Тот покорно наклонил голову.

– Говорил, что он считает за честь, что вы к нему всегда так дружески были расположены, что и теперь, он убежден, не откажетесь помочь ему подавить интригу Когана и Величковского. Он этого, скажу как член общества и актриса, вполне заслуживает.

– Если только я могу что-нибудь сделать, то сделаю с удовольствием, – жеманно ответила Нина Николаевна, – я всегда ценила заслуги Владимира Николаевича перед «обществом» – вот откуда наше хорошее знакомство, надеюсь, мадам, что это останется между нами.

– О! Вы в этом можете быть уверены вполне, Нина Николаевна… Если Владимир Николаевич доверил мне, то, вероятно, убежден, что отсюда это никогда не выйдет. Я многим обязана ему, а потому очень рада ему услужить, но перейдем к делу. Нужно взять господина Когана за бока, и это сделать можете только вы, Нина Николаевна. Он член в вашем благотворительном Обществе и, как я знаю, очень этим гордится и дорожит. Недавно я с ним каталась, – смеясь прибавила она, – он мне хвастался, что через вас и ваше общество получит скоро отличие и будет настоящим кавалером. Если что можно сделать для Владимира Николаевича, то через него. А затем вы меня извините, Нина Николаевна, ко мне неожиданно сейчас приехала одна моя старинная приятельница, которую я давно не видала, и мне нужно кое о чем распорядиться… Я распоряжусь и сейчас же вернусь. Pardon, – встала Крюковская…

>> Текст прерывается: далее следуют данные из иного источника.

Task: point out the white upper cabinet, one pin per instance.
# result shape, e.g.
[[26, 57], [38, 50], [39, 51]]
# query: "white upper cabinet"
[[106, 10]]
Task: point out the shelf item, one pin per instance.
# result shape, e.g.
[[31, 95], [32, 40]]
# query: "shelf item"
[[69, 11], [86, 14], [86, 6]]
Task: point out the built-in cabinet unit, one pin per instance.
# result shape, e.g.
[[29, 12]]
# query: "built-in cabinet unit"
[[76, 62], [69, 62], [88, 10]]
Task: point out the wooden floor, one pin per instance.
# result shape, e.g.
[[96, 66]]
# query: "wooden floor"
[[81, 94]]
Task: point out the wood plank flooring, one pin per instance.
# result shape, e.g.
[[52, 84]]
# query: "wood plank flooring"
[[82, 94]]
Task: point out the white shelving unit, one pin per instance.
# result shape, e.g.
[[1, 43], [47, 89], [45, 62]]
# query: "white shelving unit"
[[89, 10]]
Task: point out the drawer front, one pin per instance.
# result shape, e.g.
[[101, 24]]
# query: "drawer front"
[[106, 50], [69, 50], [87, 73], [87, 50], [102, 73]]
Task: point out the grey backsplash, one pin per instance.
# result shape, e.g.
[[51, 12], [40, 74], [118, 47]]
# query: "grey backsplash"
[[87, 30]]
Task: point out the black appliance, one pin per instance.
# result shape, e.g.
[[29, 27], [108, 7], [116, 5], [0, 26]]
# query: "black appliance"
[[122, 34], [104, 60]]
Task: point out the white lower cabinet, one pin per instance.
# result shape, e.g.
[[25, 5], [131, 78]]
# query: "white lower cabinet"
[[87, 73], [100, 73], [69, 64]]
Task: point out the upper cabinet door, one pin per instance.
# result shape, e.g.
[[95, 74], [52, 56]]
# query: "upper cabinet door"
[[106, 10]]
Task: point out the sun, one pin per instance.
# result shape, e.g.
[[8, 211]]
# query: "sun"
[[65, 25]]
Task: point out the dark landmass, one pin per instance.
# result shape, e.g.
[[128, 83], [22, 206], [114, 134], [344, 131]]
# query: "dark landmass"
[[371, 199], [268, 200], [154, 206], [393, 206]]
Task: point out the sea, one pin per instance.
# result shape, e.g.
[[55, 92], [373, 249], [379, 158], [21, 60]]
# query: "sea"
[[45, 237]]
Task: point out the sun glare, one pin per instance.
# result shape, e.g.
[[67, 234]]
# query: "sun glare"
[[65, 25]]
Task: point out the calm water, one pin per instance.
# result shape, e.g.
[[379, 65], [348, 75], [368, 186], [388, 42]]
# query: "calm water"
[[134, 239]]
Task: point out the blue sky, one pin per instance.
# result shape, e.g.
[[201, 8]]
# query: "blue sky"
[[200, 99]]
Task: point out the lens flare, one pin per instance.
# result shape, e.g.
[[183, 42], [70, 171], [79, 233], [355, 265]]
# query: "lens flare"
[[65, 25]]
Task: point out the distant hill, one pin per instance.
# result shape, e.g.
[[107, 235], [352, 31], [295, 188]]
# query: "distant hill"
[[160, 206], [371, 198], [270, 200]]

– Ах! Пожалуйста, не стесняйтесь, только прошу вас, чтобы ваша приятельница на знала, что я здесь. Пожалуйста, чтобы это не разнеслось…

Надежда Александровна ушла.

– Как мне странно, – презрительно огляделась Дюшар, – я здесь… я… у актрисы. Но это, мой дорогой, только для вас. Надеюсь, нас никто здесь не подслушивает? – обратилась она к Бежецкому.

– Никто!.. Merci, что приехали сюда… – взял он ее руку и поцеловал. – Вы этим доказали, что действительно я могу относиться к вам, как у другу. У меня большая неприятность, un grand desagrement. Я просто не знаю, что делать? Помогите мне как-нибудь побороть моих врагов. Я только на вас и могу надеяться. У меня нет другой поддержки.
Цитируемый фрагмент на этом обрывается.